These projects share a common purpose to understand pathways from adverse life experiences toward both positive and problematic adaptation. This work is fueled by a passion for informing practice and policy that supports at-risk youth and their families within a strength-based, empowerment oriented framework.
 Child Representation & Regulation Project (ChiRRP)
This project aims to understand the specific relations between how children think and feel about themselves, others, and relationships (i.e., representation) and various indices of regulation (e.g., emotional, behavioral, physiological, and interpersonal). We are interested in understanding how early experience affects these representational and regulatory systems to influence child adaptation. We are especially interested in how features of the parent-child relationship may strengthen or undermine these systems individually, and/or the relationship between them.
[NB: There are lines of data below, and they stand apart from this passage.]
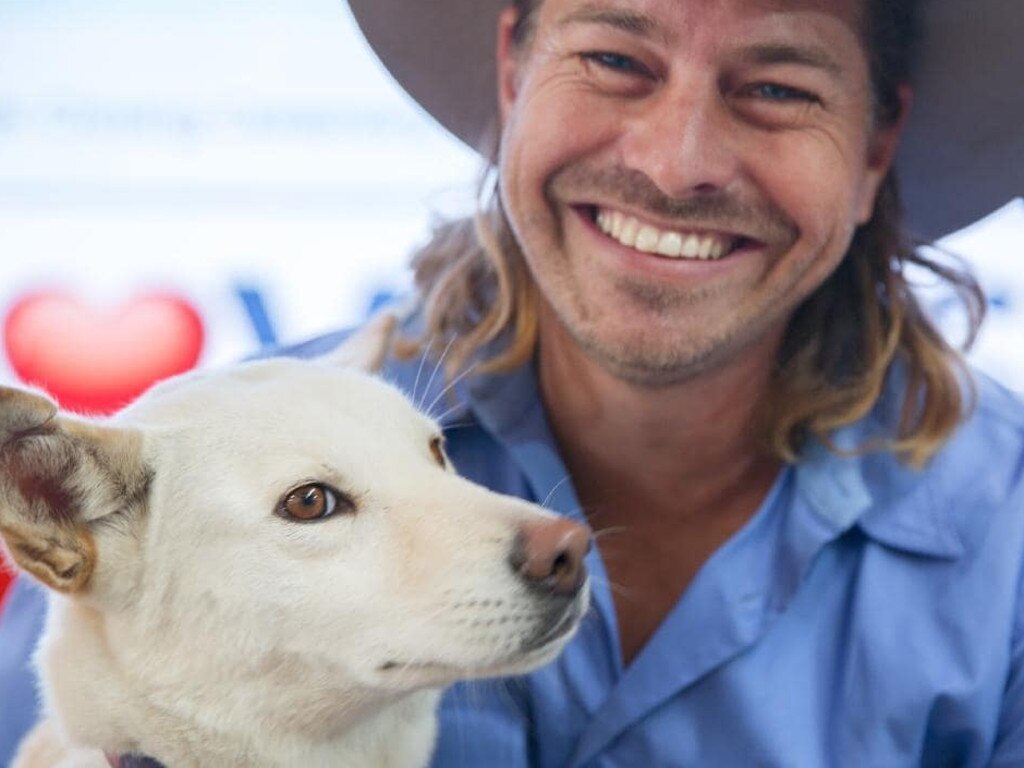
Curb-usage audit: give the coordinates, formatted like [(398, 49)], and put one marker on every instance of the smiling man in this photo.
[(685, 316)]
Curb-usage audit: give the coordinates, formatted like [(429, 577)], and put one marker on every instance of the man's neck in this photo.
[(694, 442)]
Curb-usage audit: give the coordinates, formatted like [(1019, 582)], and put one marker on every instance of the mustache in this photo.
[(635, 188)]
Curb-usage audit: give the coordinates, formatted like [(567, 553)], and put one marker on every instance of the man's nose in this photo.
[(683, 139)]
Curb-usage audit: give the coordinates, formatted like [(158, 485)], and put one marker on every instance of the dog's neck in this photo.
[(99, 702)]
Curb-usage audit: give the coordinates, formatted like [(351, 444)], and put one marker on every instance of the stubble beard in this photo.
[(648, 356)]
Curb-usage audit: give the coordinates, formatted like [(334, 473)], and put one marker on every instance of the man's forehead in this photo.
[(665, 18)]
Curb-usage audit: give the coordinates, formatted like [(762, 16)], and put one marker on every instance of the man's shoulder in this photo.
[(974, 483)]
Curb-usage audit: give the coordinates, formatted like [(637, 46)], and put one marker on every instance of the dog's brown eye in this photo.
[(437, 449), (312, 502)]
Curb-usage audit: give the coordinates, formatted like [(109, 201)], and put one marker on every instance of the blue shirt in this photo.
[(867, 614)]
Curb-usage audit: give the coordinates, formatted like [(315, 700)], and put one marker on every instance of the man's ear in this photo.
[(882, 155), (367, 348), (509, 57), (59, 479)]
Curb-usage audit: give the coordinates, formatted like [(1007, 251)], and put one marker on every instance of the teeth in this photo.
[(647, 239)]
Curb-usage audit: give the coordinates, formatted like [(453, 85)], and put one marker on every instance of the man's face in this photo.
[(733, 136)]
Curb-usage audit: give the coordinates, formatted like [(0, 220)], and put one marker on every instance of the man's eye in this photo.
[(614, 61), (777, 92)]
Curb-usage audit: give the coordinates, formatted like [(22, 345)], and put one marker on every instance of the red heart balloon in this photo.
[(6, 579), (96, 360)]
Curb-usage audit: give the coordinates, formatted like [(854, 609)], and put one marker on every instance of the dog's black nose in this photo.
[(549, 553)]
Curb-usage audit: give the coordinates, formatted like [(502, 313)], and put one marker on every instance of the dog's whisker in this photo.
[(433, 375), (609, 530), (460, 425), (553, 489), (452, 385), (443, 415), (419, 372)]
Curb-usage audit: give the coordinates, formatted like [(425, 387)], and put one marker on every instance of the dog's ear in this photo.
[(57, 477), (368, 347)]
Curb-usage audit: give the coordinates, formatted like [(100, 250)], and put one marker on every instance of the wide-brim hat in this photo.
[(962, 155)]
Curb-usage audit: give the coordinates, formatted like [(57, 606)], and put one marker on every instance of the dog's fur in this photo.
[(193, 621)]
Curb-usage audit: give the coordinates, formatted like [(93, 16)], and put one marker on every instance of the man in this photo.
[(684, 317)]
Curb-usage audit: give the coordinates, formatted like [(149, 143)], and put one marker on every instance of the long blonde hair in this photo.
[(840, 344), (476, 292)]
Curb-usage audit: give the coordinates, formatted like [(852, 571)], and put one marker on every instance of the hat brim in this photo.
[(962, 155)]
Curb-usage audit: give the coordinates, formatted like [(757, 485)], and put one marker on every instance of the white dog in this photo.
[(272, 565)]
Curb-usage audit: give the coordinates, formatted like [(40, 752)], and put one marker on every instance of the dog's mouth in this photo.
[(532, 652)]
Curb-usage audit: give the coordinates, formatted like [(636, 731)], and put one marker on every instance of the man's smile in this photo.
[(647, 238)]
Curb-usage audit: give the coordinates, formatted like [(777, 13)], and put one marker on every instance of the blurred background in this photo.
[(184, 181)]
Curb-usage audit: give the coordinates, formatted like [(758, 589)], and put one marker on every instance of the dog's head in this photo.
[(293, 520)]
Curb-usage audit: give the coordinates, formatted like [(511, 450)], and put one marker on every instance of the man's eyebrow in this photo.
[(773, 53), (627, 20)]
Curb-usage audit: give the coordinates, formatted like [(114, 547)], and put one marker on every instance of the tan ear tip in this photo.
[(22, 411)]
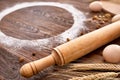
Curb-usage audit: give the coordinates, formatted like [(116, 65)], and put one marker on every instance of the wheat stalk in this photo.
[(98, 66), (99, 76)]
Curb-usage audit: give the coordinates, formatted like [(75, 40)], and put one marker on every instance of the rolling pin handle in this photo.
[(34, 67)]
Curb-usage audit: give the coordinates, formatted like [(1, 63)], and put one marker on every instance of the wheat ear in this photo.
[(99, 66), (99, 76)]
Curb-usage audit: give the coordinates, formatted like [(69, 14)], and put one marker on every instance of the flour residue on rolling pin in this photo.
[(71, 33)]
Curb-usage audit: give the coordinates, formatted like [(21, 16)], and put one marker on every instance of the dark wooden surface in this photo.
[(38, 23)]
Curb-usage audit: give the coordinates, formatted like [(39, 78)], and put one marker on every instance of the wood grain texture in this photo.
[(38, 23)]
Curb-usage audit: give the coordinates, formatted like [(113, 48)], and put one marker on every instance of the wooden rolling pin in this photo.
[(73, 49)]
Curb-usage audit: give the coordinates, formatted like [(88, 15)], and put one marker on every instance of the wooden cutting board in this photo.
[(41, 22)]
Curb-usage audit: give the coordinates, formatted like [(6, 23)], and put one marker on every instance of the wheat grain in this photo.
[(98, 66), (99, 76)]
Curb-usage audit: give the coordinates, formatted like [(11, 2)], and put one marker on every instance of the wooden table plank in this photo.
[(38, 23)]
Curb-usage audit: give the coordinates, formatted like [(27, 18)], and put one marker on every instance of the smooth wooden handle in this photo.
[(34, 67)]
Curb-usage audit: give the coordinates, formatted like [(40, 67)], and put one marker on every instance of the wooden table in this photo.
[(41, 22)]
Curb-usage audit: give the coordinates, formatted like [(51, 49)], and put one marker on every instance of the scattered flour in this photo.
[(71, 33)]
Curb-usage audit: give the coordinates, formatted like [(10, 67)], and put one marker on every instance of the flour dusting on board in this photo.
[(71, 33)]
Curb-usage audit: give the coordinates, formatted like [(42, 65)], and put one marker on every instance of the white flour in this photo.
[(71, 33)]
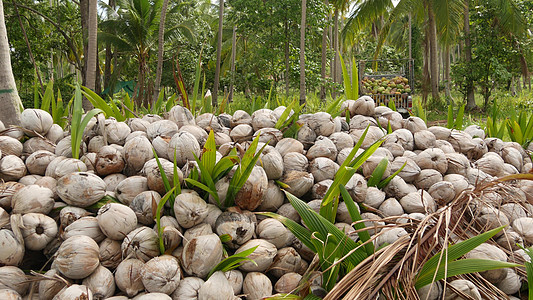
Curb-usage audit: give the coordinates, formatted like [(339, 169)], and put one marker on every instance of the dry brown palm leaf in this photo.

This study is in the data collection and pilot analysis stage. 4-year-old children are drawn from various agencies, particularly those serving low-income and/or families at risk for child maltreatment. Joined by their caregivers, children are evaluated in the Adversity and Adaptation Lab using behavioral observations of the child in a series of game-like tasks and of caregiver-child interactions. In addition, questionnaire and interview data are gathered from the child, caregivers, and teachers.
This study addresses key questions about the relation between representation and regulation, if and how these relations may vary as a function of early childhood experience, and how they affect children's early socioemotional and academic functioning. Future expansions of this work will include longitudinal follow-up at age 6 and the incorporation of biological measures of stress reactivity and regulation (e.g., vagal tone, cortisol).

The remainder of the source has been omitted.